Here’s how this works. McDaniel says that one reason he really won is that 35,000 Democrats voted in the Republican primary. According to his logic, those Democrats were violating the law that says you can’t vote in a primary unless you plan to support the nominee. Because they’re Democrats by definition they can’t be intending to vote for the Republican nominee. Therefore, their votes are fraudulent and McDaniel really won.
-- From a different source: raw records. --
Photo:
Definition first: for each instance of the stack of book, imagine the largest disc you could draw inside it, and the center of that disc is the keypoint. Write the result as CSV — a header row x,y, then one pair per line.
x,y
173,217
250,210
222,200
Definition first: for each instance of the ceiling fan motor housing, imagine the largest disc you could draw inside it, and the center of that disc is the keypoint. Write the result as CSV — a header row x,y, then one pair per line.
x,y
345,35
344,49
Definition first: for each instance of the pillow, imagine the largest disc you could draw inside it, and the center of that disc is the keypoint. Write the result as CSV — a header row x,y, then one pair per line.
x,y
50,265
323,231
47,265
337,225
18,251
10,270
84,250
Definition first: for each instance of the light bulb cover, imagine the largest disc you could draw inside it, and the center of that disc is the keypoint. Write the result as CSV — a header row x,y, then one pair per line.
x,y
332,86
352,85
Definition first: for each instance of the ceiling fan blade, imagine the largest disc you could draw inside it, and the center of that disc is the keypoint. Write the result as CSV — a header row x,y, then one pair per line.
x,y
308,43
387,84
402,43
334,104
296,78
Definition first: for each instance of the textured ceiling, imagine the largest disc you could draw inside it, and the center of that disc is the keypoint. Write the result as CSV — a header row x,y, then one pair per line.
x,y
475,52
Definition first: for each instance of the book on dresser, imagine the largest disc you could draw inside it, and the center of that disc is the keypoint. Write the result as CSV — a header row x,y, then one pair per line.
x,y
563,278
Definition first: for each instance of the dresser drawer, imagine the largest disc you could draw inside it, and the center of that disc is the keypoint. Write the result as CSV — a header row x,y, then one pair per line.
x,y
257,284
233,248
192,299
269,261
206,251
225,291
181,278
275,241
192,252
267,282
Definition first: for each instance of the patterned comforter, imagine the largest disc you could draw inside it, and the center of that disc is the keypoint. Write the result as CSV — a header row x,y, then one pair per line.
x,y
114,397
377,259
So far so good. And there is a certain 30,000 foot view logic to this argument. The problem is that there are no Democrats or Republicans in Mississippi because there’s no party registration. In the eyes of the state of Mississippi, McDaniel is as much a Democrat as the head of the Democratic party is a Republican. You can only infer partisan identity from past voting. And that can only allow you to make a further inference about future voting. So, yes, let’s take the African-American voters McDaniel is talking about. If most have voted for Democrats their entire lives, it’s pretty likely they plan to vote for Democrats in the future and in November. But good luck proving intent with any particular person. So the whole thing totally falls apart almost immediately.
But remember, the statute in question (which has already been ruled enforceable because of the intent issue I just mentioned) doesn’t say anything about cross party lines.
Here’s the statute’s language …
No person shall be eligible to participate in any primary election unless he intends to support the nominations made in the primary in which he participates.
You don’t just have to intend to vote for the person you’re voting for. You have to intend to vote for whoever wins the primary.
But look at this. Just before the runoff when asked whether he would vote for Cochran if Cochran won, McDaniel said “I’ll have to think about it, depending on what happens that evening. I’ll let you know that evening.”
In other words, by McDaniel’s own public statement, he was at best uncertain whether he planned to vote for the winner of the primary he was participating in.
Now, do I think McDaniel is likely to be prosecuted for this or should be? No. But you put the statute up against his own statement and on its face it sounds like he was himself ineligible to vote on Tuesday. That may be true of thousands of other de facto Democrats and tens of thousands of (McDaniel supporting) de facto Republicans. But none of them were quoted on the eve of the primary essentially disqualifying themselves from participating. But McDaniel was. And for what it’s worth, the laws un-enforcability was, I think, judged on the basis of impossibility of proving intent based on inferences and past voting records. Have they ever had someone who, at a minimum, suggested they hadn’t decided whether they would vote for the nominee.
Yes, the whole thing is sort of a reductio ad adsurdum down the rabbit hole of Chris McDaniels’ world of derp. But this is his theory. And the theory seems to fit him way better than it fits the voters whose votes he wants to invalidate.